After co-operating with prosecutors to help convict Manafort, Gates was sentenced to three years of probation and 45 days in jail, as well as being slapped with a $US20,000 fine. He said he "greatly regretted" the "mistakes" he had made.
So that's who we are dealing with here. He is not the most credible of individuals.
Nevertheless, he was a senior staffer, with more knowledge of what happened at the top of the campaign than most. Let's look at what he claims.
According to Bloomberg News, Gates' book describes a meeting from mid-2016, during which Mr Trump, his children, and some advisers discussed potential options for the Republican Party's vice presidential nomination.
The American vice president has little real power beyond casting tiebreaking votes in the Senate, but they are first in the line of succession if the president dies or becomes unable to discharge his duties. So it is an important position.
Mr Trump eventually settled on Mike Pence, an extremely traditional and experienced Republican who was governor of Indiana at the time.
But at this early stage of the process, he was reportedly keen on the idea of making Ivanka, his own daughter, the nominee.
"I think it should be Ivanka. What about Ivanka as my VP?" Mr Trump asked, according to Gates' retelling.
"She's bright, she's smart, she's beautiful, and the people would love her!"
You might think the idea ludicrous (because it absolutely was), but to be fair, nepotism has occurred in US politics before. President John F. Kennedy famously made his brother Robert attorney-general.
On the other hand Bobby Kennedy, a lawyer, was perhaps more qualified for the job he got than Ivanka, whose resume includes running a fashion brand and working as an executive for her father's company.
"All heads turned toward her, and she just looked surprised. We all knew Trump well enough to keep our mouths shut and not laugh," Gates writes.
He says Mr Trump repeatedly brought up the idea again in the following weeks, insisting Republican voters would love it, even as his advisers steered him towards more normal options.
The list included former secretary of state Condoleezza Rice, Senator Bob Corker, Senator Joni Ernst, Mr Pence, and Senator Jeff Sessions, who went on to become Mr Trump's first attorney-general (and then a frequent target of his scorn).
"Look, I don't like any of these people," Mr Trump told his staff.

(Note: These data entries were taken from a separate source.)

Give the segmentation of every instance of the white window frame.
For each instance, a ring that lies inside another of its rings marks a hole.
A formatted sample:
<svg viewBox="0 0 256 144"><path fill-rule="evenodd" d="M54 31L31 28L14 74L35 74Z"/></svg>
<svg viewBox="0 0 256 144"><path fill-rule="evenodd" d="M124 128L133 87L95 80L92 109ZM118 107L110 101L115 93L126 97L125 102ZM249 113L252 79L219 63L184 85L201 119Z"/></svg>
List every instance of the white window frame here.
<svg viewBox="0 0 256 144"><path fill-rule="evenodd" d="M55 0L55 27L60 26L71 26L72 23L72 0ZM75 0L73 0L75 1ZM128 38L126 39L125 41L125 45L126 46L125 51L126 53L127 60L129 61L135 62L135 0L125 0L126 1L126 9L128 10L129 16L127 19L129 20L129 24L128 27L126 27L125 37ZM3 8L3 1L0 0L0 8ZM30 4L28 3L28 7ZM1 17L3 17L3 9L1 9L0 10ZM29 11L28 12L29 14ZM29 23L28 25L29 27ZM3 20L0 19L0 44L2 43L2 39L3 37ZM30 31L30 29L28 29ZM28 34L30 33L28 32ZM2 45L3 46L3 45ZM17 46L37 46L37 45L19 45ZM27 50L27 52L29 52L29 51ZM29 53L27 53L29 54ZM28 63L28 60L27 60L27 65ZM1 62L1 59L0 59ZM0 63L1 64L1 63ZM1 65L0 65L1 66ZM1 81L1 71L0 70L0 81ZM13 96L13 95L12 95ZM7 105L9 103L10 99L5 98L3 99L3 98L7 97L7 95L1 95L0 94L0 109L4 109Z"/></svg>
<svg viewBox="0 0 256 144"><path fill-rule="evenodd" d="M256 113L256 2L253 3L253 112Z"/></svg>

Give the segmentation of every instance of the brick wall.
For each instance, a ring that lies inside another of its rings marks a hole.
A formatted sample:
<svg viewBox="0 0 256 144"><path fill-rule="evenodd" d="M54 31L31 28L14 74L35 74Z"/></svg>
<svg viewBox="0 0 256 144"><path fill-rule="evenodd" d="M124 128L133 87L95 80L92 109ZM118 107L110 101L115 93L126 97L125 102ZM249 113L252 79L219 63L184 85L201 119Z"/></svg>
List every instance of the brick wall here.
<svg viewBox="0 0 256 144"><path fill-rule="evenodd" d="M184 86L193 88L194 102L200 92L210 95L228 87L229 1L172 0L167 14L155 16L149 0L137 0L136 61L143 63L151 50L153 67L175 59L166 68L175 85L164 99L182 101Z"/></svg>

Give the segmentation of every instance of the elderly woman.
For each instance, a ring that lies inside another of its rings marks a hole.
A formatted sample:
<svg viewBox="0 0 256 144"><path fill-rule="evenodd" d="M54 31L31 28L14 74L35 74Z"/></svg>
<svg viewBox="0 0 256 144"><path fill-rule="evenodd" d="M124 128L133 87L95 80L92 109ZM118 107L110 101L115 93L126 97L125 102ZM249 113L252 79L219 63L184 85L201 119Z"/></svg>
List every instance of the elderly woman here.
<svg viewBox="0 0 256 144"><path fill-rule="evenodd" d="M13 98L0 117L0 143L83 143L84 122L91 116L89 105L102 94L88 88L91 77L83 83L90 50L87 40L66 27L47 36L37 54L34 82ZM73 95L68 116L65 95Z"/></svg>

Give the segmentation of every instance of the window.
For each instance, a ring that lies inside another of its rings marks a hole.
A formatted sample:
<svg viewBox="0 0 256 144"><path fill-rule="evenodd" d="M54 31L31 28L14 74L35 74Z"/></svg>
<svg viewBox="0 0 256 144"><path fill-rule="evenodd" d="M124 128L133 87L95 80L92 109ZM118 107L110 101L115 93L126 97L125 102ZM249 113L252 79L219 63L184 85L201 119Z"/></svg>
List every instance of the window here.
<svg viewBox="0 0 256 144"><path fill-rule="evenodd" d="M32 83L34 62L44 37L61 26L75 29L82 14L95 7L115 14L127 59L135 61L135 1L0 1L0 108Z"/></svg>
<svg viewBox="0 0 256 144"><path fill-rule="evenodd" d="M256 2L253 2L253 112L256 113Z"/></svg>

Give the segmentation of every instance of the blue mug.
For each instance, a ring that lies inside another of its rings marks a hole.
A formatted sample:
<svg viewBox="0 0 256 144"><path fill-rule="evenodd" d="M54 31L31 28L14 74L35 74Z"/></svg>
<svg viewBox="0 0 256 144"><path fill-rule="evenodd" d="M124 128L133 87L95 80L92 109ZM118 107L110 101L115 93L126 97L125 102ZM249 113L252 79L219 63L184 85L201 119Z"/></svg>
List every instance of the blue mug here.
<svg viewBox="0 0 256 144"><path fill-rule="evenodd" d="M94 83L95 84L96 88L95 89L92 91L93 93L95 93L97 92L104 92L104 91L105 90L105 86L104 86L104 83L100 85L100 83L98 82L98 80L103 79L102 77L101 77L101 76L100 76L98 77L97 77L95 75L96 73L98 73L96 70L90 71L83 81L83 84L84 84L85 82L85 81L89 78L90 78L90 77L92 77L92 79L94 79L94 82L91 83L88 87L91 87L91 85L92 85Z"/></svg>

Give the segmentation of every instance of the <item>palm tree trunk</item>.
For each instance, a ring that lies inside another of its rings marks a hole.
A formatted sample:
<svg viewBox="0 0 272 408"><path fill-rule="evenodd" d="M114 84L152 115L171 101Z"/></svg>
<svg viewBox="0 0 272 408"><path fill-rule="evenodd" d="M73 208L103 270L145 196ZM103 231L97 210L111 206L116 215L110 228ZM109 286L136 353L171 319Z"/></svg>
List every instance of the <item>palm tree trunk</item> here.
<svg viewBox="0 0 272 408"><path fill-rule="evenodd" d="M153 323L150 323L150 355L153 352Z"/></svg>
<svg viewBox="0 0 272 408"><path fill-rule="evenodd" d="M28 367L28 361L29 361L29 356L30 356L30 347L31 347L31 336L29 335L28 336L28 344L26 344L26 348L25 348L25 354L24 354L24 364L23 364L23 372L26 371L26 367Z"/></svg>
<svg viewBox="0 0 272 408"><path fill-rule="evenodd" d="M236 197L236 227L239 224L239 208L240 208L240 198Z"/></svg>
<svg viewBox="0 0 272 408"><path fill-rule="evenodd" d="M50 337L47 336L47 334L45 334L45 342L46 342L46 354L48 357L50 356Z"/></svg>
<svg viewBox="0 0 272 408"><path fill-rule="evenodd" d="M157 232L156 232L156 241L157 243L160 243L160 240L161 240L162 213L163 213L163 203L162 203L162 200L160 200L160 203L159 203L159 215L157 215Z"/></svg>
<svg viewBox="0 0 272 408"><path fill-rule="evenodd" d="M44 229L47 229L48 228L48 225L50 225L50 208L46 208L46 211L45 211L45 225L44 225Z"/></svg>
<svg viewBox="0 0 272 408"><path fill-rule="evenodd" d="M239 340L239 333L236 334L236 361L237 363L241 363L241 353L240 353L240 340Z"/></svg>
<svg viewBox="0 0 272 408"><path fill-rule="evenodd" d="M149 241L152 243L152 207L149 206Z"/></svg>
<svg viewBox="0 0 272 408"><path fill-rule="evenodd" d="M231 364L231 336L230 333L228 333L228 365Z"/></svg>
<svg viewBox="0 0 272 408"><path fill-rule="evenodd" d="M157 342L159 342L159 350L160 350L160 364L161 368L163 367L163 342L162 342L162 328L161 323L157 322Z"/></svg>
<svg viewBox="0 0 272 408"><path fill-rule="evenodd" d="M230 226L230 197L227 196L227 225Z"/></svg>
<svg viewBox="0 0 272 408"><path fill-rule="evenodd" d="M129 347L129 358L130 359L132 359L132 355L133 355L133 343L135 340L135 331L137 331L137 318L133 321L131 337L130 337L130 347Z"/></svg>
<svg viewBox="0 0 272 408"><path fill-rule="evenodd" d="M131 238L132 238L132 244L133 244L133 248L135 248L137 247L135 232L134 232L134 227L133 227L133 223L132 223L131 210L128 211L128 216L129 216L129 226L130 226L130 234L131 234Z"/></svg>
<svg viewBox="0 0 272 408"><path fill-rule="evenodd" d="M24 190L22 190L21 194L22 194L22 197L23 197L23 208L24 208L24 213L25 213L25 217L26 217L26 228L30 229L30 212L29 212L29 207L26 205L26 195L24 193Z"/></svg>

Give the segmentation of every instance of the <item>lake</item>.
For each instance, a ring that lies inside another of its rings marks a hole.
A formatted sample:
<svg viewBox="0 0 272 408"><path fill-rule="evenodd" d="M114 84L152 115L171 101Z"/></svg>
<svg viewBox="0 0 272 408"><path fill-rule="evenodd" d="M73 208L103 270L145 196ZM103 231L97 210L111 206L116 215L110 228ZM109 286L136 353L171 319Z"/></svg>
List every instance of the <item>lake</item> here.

"I think it should be Ivanka."
Gates claims the campaign, at Manafort's direction, included Ivanka in two polls measuring support for the various VP candidates.
"She didn't poll tremendously high, but higher than we expected, and that only added to the seriousness of her consideration," he writes.
The current Trump campaign's spokesman Tim Murtaugh denies any such poll ever happened.
"I have the greatest respect for Mr Murtaugh and the tremendous job he has with the Trump campaign. In 2016 only a few senior staff were aware of the full list of potential candidates and the actions we took to vet them," Gates told The Washington Post in response.
He says the idea had actually "started to catch some momentum" by July of 2016, with some campaign staff arguing Ivanka could balance out her father's rougher edges and help him with independent voters.
Eventually, it was Ivanka herself who squashed it.
"She went to her father and said, 'No, dad. It's not a good idea.' And he capitulated," Gates recounts.
Shortly afterwards, on July 15, Mr Trump tweeted out the announcement that he had chosen Mr Pence.
In an interview with The Post, Gates clarified that he didn't mean the anecdote about Ivanka to come off as a criticism of the President.
Rather, he said it was an example of "the kind of unconventional thinking" that made Mr Trump a formidable candidate.
"While others might see the episode as a distasteful symbol of Trump's nepotism, Gates said it shows Trump's commitment to family, loyalty and ensuring those around him support his agenda and not their own," The Post wrote.
"Unlike a number of other memoirs by former Trump staffers, Gates' book serves not as a tell-all but rather a defence of the President and how he and others helped elect him."
Gates told the newspaper Mr Trump had been a good president and deserved to be re-elected.
His book comes out on October 13, three weeks before the election.